Methods: We used UK Biobank participants who reported RA (n=5,625) and employed latent class analysis (LCA) to create classes of LTC combinations for those with ≥2 additional LTCs. Cox-proportional hazard and negative binomial regression were used to compare the risk of all-cause mortality, major adverse cardiac events (MACE), and number of emergency hospitalisations over an 11-year follow-up across the different LTC classes and in those with RA plus one additional LTC. Persons with RA without LTCs were the reference group. Analyses were adjusted for demographic characteristics, smoking, BMI, alcohol consumption and physical activity.

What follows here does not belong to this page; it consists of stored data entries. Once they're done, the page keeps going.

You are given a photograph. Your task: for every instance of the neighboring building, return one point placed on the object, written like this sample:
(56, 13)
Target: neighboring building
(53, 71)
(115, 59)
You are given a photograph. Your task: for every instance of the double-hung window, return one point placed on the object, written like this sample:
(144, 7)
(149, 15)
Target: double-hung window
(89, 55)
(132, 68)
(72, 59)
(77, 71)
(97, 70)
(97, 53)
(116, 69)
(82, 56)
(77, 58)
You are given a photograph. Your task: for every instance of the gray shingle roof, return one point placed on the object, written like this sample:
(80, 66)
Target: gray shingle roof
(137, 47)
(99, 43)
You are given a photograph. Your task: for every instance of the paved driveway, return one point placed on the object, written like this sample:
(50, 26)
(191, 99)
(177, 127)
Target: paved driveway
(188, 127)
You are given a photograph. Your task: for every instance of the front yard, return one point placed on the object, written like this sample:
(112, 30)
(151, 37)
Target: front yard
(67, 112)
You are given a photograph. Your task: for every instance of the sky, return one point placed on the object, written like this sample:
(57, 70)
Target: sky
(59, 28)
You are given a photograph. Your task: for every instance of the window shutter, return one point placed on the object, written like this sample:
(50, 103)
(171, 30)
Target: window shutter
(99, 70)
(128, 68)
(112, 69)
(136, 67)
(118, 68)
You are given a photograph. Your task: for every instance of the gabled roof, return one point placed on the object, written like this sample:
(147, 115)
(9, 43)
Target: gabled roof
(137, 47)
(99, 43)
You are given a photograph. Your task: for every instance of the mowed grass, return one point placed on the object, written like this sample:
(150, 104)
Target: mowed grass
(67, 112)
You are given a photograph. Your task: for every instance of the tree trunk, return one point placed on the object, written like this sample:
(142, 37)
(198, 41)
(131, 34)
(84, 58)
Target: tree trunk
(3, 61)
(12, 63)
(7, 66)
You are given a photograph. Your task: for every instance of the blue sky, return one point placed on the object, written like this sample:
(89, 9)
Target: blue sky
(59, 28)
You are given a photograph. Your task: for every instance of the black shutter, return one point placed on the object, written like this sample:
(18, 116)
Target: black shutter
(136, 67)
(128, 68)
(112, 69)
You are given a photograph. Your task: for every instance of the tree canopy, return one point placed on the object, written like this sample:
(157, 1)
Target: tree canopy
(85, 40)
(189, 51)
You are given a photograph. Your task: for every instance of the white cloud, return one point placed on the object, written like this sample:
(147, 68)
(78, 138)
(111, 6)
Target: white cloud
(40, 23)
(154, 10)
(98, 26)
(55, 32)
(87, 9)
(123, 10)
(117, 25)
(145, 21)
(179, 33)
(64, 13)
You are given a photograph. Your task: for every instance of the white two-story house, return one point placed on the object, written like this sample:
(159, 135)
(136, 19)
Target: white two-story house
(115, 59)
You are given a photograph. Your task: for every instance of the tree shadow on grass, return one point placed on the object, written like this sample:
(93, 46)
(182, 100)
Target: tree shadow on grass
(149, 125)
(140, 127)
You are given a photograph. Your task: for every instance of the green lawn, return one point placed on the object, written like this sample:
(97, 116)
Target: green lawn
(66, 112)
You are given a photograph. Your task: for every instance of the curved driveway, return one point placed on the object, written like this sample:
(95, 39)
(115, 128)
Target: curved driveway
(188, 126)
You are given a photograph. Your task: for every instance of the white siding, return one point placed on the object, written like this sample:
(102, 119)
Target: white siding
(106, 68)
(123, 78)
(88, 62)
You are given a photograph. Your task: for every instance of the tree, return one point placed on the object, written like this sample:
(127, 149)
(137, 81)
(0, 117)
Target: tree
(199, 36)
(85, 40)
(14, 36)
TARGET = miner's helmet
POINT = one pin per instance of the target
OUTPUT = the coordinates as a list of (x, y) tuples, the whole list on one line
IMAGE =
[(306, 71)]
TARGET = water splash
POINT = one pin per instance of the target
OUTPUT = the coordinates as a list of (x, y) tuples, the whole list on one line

Results: A total of 2,566 (46%) participants reported ≥2 LTCs in addition to RA. This involved 1,138 distinct LTC combinations of which 86% were reported by ≤2 individuals. LCA identified 5 morbidity-classes. The distinctive condition in the class with the highest mortality was cancer (class 5; HR 2.66 95%CI (1.91-3.70)). The highest MACE (HR 2.95 95%CI (2.11-4.14)) and emergency hospitalisations (rate ratio 3.01 (2.56-3.54)) were observed in class 3 which comprised asthma, COPD & CHD. There was an increase in mortality, MACE and emergency hospital admissions within each class as the number of LTCs increased.
Conclusions: The risk of adverse health outcomes in RA varied with different patterns of multimorbidity. The pattern of multimorbidity should be considered in risk assessment and formulating management plans in patients with RA.